The second leg on the stool is education reform. First and foremost, educational goals need to be established for the next generation of Iowans. Then, the educational architecture of the state needs to be changed to facilitate achieving these goals. Nothing should be left off the table.
Again, market operations should be encouraged so that all students in Iowa have access to educational experiences that match their needs and interests. Home schooling and private education are not the enemies of public education, just of teacher unions. These venues for education should be viewed as supplemental and complementary to public education.
Further, innovative school structures such as magnet schools, charter schools and centers of excellence in our rural schools should be considered. Aligning student interests with curricular offerings makes a lot of sense.
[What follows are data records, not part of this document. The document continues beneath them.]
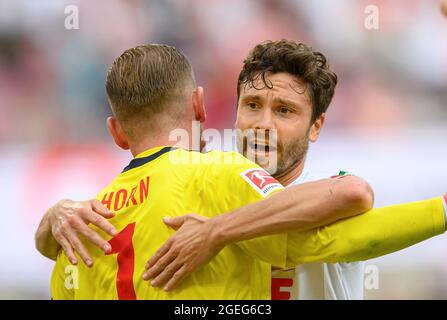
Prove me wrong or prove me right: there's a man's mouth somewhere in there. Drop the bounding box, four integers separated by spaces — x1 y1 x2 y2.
247 141 277 154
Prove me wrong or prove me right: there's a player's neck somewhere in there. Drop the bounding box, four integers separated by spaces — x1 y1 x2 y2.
273 158 306 187
129 128 197 157
130 139 175 157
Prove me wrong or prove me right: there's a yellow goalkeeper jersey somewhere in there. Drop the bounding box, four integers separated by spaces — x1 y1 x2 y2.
51 146 287 300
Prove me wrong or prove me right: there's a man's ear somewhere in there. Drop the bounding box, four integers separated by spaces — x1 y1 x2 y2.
192 86 206 123
106 116 130 150
308 113 325 143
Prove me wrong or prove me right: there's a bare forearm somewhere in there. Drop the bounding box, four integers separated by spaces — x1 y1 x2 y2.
212 176 373 246
35 208 61 260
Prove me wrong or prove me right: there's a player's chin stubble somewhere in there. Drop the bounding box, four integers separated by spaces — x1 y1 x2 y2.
269 136 309 178
236 132 309 178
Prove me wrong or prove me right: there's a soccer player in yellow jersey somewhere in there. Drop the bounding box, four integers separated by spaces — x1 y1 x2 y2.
36 43 447 300
51 146 294 299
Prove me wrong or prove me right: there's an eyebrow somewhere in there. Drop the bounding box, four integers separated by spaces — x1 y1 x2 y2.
240 94 301 110
273 97 299 109
240 94 263 102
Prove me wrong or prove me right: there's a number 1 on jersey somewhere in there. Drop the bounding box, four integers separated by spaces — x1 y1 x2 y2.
106 222 137 300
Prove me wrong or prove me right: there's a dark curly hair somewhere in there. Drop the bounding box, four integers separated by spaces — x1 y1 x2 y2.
237 39 337 123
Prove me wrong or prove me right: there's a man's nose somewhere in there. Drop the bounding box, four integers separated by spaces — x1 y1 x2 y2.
254 108 275 130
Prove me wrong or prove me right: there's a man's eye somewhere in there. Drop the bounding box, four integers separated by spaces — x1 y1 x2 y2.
247 103 258 109
279 107 290 114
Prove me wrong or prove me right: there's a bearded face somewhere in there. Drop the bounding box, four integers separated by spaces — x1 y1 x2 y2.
235 72 323 180
236 127 309 176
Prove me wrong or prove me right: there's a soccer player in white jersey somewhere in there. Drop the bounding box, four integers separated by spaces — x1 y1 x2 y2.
233 40 363 300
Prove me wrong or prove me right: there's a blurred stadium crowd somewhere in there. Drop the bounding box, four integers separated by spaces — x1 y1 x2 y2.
0 0 446 299
0 0 446 145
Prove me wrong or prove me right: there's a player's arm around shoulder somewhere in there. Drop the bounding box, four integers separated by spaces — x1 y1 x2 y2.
143 156 376 290
319 171 375 223
209 168 375 243
286 195 446 266
35 198 117 266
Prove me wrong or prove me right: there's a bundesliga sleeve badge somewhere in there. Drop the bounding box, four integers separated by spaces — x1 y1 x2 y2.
240 168 283 197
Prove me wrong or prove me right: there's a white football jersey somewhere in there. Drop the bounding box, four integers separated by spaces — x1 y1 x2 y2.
271 170 365 300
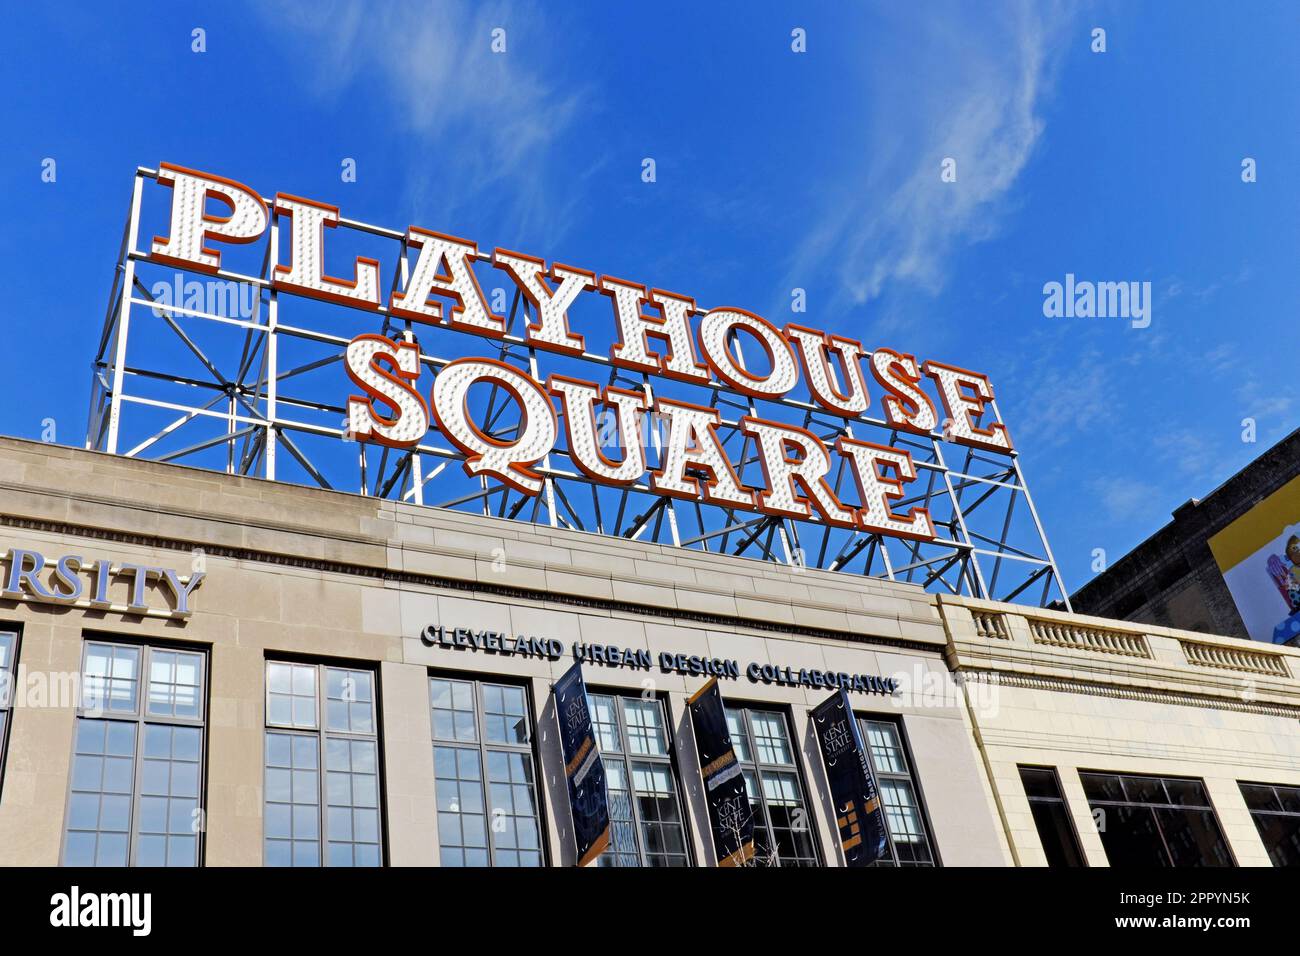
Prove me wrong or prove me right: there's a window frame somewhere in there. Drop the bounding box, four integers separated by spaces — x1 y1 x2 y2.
1238 780 1300 867
0 626 20 800
59 635 210 868
1017 763 1087 868
855 714 941 867
725 702 822 867
1079 769 1236 867
587 687 694 868
263 656 386 867
428 670 549 868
Of course, no educational reform will be workable without accountability in the classroom. This means that teachers and students must be accountable.
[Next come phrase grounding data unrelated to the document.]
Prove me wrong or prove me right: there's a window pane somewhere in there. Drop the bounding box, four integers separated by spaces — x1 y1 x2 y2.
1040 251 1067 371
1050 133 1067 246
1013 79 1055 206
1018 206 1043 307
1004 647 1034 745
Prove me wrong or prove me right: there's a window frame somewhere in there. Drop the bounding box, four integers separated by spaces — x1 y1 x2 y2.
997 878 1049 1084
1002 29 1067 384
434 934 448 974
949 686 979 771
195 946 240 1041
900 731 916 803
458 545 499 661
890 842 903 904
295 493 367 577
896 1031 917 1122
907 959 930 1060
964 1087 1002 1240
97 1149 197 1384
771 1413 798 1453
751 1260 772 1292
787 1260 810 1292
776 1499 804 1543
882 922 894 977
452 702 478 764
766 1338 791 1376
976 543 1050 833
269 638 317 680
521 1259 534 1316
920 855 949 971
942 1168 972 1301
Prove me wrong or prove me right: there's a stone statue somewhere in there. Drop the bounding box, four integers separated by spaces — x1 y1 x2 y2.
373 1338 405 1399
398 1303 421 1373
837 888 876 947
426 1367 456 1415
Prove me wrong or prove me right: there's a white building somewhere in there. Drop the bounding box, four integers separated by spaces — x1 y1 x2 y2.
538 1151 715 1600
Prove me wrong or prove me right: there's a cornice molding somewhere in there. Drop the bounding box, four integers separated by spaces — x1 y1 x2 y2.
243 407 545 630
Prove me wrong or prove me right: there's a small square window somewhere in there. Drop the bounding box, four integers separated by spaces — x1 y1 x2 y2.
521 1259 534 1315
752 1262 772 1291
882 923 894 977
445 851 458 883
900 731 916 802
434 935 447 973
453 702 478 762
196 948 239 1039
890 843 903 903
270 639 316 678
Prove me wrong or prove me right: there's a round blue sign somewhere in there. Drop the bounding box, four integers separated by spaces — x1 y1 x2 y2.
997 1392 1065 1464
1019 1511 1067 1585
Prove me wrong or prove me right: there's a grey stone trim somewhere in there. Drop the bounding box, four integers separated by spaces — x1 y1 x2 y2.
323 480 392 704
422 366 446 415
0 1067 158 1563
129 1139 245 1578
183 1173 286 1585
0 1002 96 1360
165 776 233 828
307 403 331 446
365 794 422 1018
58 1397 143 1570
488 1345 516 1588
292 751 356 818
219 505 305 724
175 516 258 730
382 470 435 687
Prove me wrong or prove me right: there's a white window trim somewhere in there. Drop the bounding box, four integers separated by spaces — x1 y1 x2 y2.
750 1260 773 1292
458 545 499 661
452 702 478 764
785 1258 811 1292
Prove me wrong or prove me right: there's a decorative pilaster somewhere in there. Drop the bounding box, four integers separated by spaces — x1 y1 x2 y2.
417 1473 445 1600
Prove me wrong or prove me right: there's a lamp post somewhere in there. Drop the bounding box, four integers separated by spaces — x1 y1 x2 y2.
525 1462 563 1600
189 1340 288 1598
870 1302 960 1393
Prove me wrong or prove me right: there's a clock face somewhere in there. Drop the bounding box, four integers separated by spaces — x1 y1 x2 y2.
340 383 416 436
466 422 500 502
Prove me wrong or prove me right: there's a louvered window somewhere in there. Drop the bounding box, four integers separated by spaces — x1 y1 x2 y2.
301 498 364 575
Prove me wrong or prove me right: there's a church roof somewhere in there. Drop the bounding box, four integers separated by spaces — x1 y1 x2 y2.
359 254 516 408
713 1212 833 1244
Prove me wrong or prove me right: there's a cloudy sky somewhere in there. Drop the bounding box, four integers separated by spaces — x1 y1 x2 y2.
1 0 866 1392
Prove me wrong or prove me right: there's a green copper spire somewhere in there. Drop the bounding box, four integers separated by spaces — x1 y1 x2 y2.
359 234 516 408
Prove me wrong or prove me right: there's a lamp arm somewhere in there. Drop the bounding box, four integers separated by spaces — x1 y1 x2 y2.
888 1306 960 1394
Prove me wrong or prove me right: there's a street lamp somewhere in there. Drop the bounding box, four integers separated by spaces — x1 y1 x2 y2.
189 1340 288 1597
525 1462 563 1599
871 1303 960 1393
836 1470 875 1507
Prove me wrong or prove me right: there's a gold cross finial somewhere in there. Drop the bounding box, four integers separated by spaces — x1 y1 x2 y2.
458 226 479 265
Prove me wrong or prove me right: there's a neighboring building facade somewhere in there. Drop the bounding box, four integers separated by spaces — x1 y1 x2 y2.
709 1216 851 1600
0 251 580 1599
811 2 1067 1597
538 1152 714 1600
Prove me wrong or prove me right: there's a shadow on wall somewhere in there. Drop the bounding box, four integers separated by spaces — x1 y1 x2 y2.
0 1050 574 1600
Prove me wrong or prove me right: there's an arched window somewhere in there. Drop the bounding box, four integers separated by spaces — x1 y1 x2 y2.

Teachers should be evaluated based on inputs from peers, administrators, students, parents and outside evaluators. Students and parents should be held accountable for behavior and performance. If schools have good assessment programs, implementing merit promotion and pay systems seems a logical outcome. One has to realize that keeping the current structure in place is simply giving in to special interests.
The third leg is immigration reform. Regardless of one’s source, the costs of illegal immigration in the State of Iowa are staggering. The main cost drains come in the areas of public safety, education and health. Two of these are mandated by the Supreme Court of the land, so finding ways to mitigate those costs is problematic, but not impossible.
Building a regulatory regime similar to that found in the State of Arizona, demanding federal support for existing immigration laws and focusing on workplace enforcement penalties should go a long way toward relieving the erosion of state gross domestic product that is directly attributable to illegal immigration.
There is one more thing to consider before leaving this topic—the state of Iowa has lost enough population over the past decade that the state will lose a congressional seat in 2012. The real population losses that have taken place have been masked by an influx of illegal immigrants. Those who have left were educated and were well prepared to enter the workforce. Generally, those who have displaced them have no education, work skills or language skills. The tradeoff has led to a less able and less productive state.
None of these three areas can be addressed in isolation. Each must be taken on and all initiatives must be integrated. A list of priorities and plans needs to be developed that can be given to the governor and the legislature to consider. If the governor puts a task force together that is charged to do what is best for Iowa, perhaps the end result will be something acceptable to both sides of the aisle and an economically secure Iowa for generations to come.